Jillian Larkham, director of Tourism Culture, Recreation & Tourism with the Nunatsiavut government and the ITAC board representative for Newfoundland and Labrador, said ITAC had some funding for each province and territory to either develop or further develop indigenous tourism in the province so she went to Nunacor to see they were interested in applying.
“They said yes so we brought together these groups from across the province for this first time ever to discuss how to move forward provincially with indigenous tourism,” she said.
Rich Lewis, operations manager for Nunacor, said they thought it was a great idea to bring all five indigenous groups in the province together to talk about where they are, how they can move forward as a collective and really advance tourism.
“Just bringing everybody together for these two days, even in the planning phase of this forum, was really good for us,” he said. “To sit down at a table, really for the first time, the five indigenous groups in the province to discuss tourism and where we’re at, we can work together and move forward.”
He said they know that the provinces with organizations and staff dedicated to indigenous tourism were much further along in indigenous tourism. Newfoundland and Labrador don’t have that right now so that’s one of the gaps they hope to close.
Larkham said while there are indigenous representatives on the different tourism boards in the province it really isn’t not enough to move indigenous tourism forward in the province. She said they really needed to come together and discuss how they can move forward as a collective group while still working with various government departments.
“The catalyst for us is the establishment of the Mealy Mountain National Park,” Lewis said. “Eventually we’re going to get to a point where Nunatukavut, Nunatsiavut and the Innu Nation are going to offer three very unique, distinct cultural experiences related to the Mealy Mountain National Park and to Labrador. That way visitors coming to the national park and to Labrador will get to experience the three unique cultural experiences. I think that’s the ultimate goal here in Labrador, and on a broader view, the whole province.”
He said they hope they can take the lead in Labrador on tourism for the new national park, much like the groups on the island work with the parks to advance tourism.
Keith Henry, president and CEO of ITAC, was also in attendance at the conference and said in the last two years they estimate about 70 million people were looking for an indigenous tourism experience.
“We don’t have enough places market-ready that we can actually send them to,” he told the Labradorian. “Our interest is to help move the industry along, but really the demand has never been higher.”
He said tourism is very much on the rise across Canada but indigenous tourism is growing for a couple of reasons. Communities see this as a way of providing a platform for people to learn, he said.
“That’s around reconciliation, around education and awareness, cultural sustainability and revitalization for communities and entrepreneurs.”
The other main reason, he said, is that there’s an economic opportunity. The resource sectors, such as oil and gas, mining, the forestry and fishing, aren’t what they used to be for many communities so they’re looking for other areas for economic development and tourism is just another very logical path for communities and entrepreneurs.
An example Henry gave was in British Columbia, where tourists could go watch bears with a lot of non-indigenous operators.
“That’s not what people want now; they want to understand how it relates to the local indigenous culture,” Henry said. “What’s the story behind this?
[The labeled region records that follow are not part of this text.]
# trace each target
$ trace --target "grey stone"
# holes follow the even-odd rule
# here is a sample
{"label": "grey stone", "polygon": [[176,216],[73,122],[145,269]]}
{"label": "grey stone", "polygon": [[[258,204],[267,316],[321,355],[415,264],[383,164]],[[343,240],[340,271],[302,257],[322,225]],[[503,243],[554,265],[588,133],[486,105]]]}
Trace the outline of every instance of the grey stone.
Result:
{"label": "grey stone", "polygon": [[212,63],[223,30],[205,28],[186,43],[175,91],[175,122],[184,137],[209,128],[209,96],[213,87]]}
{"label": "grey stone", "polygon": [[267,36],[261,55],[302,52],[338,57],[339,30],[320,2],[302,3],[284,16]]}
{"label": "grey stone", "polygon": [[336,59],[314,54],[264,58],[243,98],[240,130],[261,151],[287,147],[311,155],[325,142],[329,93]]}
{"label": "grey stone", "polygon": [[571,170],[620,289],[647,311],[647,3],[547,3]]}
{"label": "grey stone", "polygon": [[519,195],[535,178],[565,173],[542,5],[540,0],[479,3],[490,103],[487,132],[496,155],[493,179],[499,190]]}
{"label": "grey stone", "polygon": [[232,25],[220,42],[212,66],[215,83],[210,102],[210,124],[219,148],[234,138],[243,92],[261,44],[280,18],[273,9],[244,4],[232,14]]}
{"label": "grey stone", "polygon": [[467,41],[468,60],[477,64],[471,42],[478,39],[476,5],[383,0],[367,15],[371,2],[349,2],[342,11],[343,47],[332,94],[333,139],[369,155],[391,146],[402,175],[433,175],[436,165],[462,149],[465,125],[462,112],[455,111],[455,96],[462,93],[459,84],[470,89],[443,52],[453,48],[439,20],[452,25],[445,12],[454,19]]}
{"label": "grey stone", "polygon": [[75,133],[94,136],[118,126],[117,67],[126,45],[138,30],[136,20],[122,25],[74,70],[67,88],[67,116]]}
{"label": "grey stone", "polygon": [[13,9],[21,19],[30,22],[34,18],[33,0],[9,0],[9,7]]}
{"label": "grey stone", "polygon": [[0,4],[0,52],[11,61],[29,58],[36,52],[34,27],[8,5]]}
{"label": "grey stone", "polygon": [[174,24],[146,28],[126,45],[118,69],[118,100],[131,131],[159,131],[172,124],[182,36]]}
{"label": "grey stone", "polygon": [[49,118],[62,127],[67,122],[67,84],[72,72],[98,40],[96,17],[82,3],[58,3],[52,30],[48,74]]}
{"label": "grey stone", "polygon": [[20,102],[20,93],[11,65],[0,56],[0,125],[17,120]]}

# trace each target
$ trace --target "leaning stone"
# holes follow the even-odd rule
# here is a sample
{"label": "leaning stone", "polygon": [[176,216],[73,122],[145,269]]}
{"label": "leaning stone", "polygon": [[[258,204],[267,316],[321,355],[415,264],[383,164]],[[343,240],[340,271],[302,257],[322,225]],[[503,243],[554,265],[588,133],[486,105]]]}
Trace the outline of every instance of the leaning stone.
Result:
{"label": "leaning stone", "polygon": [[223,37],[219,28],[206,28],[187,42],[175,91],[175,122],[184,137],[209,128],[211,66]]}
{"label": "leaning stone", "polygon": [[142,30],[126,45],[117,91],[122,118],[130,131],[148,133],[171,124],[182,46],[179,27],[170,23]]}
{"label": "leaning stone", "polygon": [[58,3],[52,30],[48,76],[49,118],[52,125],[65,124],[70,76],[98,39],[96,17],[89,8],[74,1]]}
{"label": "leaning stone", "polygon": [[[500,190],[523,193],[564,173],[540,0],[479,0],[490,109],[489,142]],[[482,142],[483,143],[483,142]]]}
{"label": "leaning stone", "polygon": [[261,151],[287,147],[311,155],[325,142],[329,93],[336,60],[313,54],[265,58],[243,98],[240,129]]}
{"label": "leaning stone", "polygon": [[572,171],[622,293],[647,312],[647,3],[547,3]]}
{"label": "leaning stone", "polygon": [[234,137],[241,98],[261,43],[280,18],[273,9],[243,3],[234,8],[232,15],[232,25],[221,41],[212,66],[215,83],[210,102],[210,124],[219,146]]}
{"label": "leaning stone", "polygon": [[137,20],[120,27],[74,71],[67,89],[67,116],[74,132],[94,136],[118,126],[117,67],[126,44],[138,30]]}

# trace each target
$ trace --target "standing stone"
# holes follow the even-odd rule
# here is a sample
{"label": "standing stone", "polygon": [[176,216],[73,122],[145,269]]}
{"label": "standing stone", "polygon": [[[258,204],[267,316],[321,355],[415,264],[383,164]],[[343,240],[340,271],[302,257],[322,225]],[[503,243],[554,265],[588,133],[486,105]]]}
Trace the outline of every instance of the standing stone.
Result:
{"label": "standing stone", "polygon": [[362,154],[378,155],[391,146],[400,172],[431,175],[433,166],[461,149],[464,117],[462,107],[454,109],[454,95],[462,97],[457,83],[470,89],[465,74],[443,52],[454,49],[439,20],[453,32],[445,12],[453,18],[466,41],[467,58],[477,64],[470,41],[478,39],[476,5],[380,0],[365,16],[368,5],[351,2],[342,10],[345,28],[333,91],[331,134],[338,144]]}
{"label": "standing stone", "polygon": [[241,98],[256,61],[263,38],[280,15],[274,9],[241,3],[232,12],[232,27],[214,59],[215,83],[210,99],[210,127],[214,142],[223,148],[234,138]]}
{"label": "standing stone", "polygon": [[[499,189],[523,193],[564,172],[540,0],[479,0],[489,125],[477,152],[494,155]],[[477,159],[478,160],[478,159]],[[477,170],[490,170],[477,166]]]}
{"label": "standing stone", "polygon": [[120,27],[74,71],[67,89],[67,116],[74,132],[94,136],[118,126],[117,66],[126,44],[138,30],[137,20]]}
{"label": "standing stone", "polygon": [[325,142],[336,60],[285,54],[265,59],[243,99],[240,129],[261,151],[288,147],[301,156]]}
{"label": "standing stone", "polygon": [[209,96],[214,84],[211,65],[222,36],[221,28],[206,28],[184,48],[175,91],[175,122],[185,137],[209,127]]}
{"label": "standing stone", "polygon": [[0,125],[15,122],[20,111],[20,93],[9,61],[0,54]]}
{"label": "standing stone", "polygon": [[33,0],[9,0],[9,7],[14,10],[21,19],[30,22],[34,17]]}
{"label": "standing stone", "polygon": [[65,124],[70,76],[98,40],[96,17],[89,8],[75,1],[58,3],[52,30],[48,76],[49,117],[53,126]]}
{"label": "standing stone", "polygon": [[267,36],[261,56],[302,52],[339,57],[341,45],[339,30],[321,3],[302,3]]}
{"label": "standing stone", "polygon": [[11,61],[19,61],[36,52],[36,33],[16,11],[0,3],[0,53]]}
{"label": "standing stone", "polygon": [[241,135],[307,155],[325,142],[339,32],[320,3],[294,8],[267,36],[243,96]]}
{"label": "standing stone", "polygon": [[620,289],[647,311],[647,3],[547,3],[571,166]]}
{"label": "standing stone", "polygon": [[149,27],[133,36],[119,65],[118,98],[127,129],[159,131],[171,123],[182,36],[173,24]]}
Is there a story behind this? We’re seeing a demand for that niche storytelling and understanding how it’s relevant to local indigenous culture. People want to know the story. There’s a real business advantage to that in the entire tourism industry.”
He said the growth in this type of tourism is both domestic and international, because people want to know the real history of Canada.
“Canada isn’t just 150 years old, although we’ve positioned it that way. The reality is indigenous people have been here for thousands of years and the world knows that. The world is getting educated on that and they want to understand. The days of mass tourism are waning, people are looking for unique experiences, they’re willing to spend more money, they want to learn, they want to have fun but also something they’ve never experienced before. In many ways indigenous tourism and indigenous culture provides that for all of Canada as a destination.”
Henry said from his perspective there are great indigenous leaders on the ground here but one of the purpose of this forum is also trying to get everyone else, industry partners like ACOA, Parks Canada, and others, on board. Lewis agreed, saying he thinks it really opened the eyes to a lot of tourism stakeholders
“They’ve been really impressed by the presentations and the progress and I think it’s going to be much easier for us now to go to them and request further capacity in indigenous tourism. I think that’s one of the big take away for me from this forum for sure.”